The purpose of this study was to determine the prevalence of factor V Leiden, prothrombin, and methylene tetrahydrofolate reductase gene mutations in women with adverse pregnancy outcome compared with women who had uneventful pregnancies. Between 2003 and 2005, pregnant women with ≥1 unexplained second trimester abortion, ≥1 intrauterine fetal death, severe preeclampsia, or severe intrauterine growth restriction (study subjects) were compared with control subjects (uneventful pregnancy) for the frequency of the mutations. The cases of 91 patients in each arm were analyzed. Obstetric complications were second trimester abortions (16.5%), intrauterine fetal death (53.8%), preeclampsia (8.8%), and severe intrauterine growth restriction (20.9%).

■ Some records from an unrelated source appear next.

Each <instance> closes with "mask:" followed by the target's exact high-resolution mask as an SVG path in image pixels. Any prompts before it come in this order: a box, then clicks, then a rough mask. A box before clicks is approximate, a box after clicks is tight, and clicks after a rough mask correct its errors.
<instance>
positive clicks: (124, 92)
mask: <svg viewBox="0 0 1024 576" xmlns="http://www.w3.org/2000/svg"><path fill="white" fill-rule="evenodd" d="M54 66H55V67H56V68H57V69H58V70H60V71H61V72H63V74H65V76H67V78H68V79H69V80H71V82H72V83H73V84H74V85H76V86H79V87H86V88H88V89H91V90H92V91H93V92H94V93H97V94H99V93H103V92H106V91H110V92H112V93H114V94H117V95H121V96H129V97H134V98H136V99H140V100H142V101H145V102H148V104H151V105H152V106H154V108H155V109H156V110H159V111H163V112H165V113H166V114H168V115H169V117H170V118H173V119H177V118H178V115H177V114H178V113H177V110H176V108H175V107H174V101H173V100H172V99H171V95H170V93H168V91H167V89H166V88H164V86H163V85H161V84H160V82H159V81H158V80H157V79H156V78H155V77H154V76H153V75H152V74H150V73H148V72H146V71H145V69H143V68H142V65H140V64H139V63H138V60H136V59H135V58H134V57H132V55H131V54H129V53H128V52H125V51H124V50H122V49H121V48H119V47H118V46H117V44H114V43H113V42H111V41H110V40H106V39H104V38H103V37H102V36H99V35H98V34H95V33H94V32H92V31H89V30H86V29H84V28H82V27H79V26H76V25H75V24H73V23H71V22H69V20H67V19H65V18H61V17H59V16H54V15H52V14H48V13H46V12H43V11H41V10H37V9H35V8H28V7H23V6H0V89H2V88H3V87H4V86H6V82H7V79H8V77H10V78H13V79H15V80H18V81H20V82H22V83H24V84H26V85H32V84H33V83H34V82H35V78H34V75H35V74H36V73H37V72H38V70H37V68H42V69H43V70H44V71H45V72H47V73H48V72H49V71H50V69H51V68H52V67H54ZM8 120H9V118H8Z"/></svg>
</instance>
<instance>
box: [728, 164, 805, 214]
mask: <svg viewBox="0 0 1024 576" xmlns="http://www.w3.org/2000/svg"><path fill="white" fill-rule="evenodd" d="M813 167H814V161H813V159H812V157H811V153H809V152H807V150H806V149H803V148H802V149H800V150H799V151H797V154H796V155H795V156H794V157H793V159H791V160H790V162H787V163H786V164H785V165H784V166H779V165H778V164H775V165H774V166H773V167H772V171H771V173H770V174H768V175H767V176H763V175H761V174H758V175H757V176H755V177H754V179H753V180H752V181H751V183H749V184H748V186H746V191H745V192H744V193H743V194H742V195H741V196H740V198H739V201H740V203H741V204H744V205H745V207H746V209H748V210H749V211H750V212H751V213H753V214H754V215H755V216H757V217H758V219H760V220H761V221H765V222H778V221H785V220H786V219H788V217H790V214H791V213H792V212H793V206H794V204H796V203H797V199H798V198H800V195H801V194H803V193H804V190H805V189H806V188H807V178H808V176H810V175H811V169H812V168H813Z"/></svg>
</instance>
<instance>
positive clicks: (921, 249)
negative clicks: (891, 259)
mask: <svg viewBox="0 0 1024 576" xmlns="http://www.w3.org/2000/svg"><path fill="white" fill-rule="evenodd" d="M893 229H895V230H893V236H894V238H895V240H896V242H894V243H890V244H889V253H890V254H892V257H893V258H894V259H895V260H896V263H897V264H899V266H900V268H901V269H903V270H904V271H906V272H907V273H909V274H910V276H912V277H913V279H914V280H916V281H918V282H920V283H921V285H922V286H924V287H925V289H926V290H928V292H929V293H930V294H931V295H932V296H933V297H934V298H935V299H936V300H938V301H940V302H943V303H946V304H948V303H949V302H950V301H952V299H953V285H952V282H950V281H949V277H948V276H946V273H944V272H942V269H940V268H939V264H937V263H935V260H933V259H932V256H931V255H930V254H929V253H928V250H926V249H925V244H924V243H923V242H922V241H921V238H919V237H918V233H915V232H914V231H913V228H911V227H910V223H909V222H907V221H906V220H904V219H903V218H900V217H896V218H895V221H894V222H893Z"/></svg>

Study subjects were more likely to be older and multiparous compared with control subjects. The 2 groups showed no difference in the incidence of smoking or family history of thrombosis, but study subjects were more likely to have a positive family history of obstetric complications. The prevalence of factor V Leiden (12.1% vs 18.7%; P = .304), prothrombin (7.7% vs 5.5%; P = .765), methylene tetrahydrofolate reductase gene mutations (53.8% vs 65.9%; P = .130), and >1 mutation (11.0% vs 17.6%; P = .290) was not significantly different between study subjects and control subjects. Factor V Leiden, prothrombin, and methylene tetrahydrofolate reductase gene mutations did not seem to play a significant role in adverse pregnancy outcome in our population.